Touching, rubbing, talking is important for your horse to get to know you

Touching, rubbing, talking  is important for your horse to get to know you

When I’m working w/ a horse for the 1st time I touch & rub them a lot plus talk to them.  Horses love to be scratched & you’ve probably seen horses in the pasture scratching each other.  Most of the time they’re helping each other by scratching areas they can’t reach, but they’re also buddies & very familiar w/ each other.  When I’m curry combing a horse sometimes I’ve seen him wiggling his nose because it feels good. Grooming your horse & in a kind way is the 1st part to let your horse know you’re good.

When a horse is rideable I use the reward of touch & voice when they’re doing something right.  You need to respond fast so they understand what they just did is good.  Wait too long & they won’t associate what action was good & what you wanted, so praise them w/ touch maybe by rubbing the neck & also talking to them.  They learn fast by your repeated actions.

We had a big black Saddlebred Horse that I constantly talked to when I was working him by saying walk when I wanted him to do that, trot when that’s what he needed to do, & the same w/ canter.  When cantering him I would gently  pull on the rein toward the rail & say “canter”, & he’d canter w/ the correct lead.  Our son was 10 & started showing him in Country Pleasure Classes & did a wonderful job because the horse was trained to voice commands.  The horse was great on association & even while cross-tied I would always start grooming him the same way.  I would get a hoof pick & immediately he would have his leg up ready for me.  I’d go to his back left, & his leg was up ready for me & same thing on the rest of his legs.  He knew I was heading there & he associated what to do next w/ my actions.

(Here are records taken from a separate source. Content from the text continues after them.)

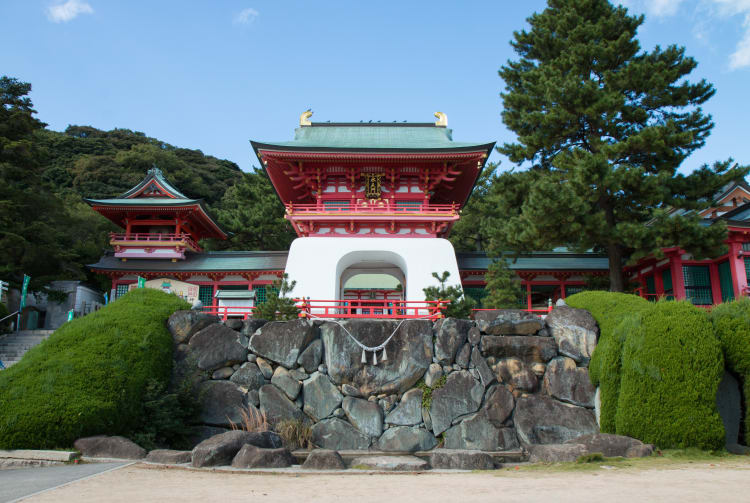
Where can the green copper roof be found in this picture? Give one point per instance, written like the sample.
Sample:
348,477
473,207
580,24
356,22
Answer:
367,136
538,261
156,175
207,261
145,201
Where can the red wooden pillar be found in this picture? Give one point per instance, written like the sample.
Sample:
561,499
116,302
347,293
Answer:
737,267
678,281
713,270
528,294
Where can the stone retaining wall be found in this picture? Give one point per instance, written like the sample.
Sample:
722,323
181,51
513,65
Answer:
506,379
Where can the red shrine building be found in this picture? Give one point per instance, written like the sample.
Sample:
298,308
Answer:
372,205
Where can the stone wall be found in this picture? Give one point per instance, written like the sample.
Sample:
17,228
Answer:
506,379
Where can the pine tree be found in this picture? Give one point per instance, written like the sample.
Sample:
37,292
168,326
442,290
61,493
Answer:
603,128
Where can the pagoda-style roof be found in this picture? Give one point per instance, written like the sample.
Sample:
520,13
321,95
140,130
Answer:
156,194
377,137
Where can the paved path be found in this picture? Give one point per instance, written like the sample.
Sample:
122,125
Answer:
698,482
20,482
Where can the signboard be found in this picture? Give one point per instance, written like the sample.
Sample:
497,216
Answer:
24,291
373,188
187,291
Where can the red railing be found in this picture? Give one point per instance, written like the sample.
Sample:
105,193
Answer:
376,308
224,312
145,237
384,206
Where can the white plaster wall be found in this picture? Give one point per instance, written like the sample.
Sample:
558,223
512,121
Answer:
316,263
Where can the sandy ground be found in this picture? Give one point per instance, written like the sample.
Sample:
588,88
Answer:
699,482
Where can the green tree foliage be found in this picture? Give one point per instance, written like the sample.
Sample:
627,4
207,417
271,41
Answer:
671,368
460,306
503,287
254,214
604,127
91,376
279,305
731,322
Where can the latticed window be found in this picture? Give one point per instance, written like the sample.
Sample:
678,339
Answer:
698,284
206,294
121,290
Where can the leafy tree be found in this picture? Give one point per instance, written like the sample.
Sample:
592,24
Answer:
605,127
503,287
278,304
460,306
253,213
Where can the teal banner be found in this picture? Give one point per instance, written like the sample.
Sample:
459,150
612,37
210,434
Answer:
24,291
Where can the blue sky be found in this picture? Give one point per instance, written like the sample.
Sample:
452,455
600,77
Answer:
211,75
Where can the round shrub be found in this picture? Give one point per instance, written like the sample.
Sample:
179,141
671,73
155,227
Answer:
672,364
731,322
89,377
615,313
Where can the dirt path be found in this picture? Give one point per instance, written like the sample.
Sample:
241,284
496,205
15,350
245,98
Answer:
699,482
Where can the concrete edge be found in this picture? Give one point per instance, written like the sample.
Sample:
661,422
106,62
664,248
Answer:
39,455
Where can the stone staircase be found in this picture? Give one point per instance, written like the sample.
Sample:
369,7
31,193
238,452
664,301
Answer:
13,346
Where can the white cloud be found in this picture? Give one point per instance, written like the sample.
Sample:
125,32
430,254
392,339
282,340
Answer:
64,12
245,16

I’ve also used praise when teaching a horse to rack.  This is a gait that isn’t natural for a horse.  I have my horse shoer put heavy shoes on his back feet & leave him barefoot on the front.  When a horse trots his diagonal feet come up @  the same time & this is  bouncy so the rider usually needs to post.  If a horse is pacing both side feet come up @ the same time.  A rack is very close to a pace, but his side feet come up not quite @ the same time.  If you’d work your horse outside on firm ground, when he’s trotting you can hear a 2 beat of the his feet hitting the ground.  Most of the time the rider will need to post in his saddle.  A pace is smooth, will have a slight swing motion & is smooth for the rider.  This will have a 2 beat too.  The rack is also a smooth ride, but the beat will be different.  You will hear a 1,2, 3, 4 beat if the horse is doing it right.  When I’m 1st starting a horse to rack & I know they’re doing the correct beat, I will stop them & praise w/ voice & rubbing their neck or back.  Then we start again.  They understand they had done something correctly & usually continue further each time.  It isn’t long before we’re traveling quite a few feet racking.

All animals enjoy being rewarded , especially horses & remember to praise them a lot when they’re being good.  A mean rider hitting his horse when he thinks it isn’t doing something right will make a mean horse.  He will not learn very fast plus you’ll both be miserable.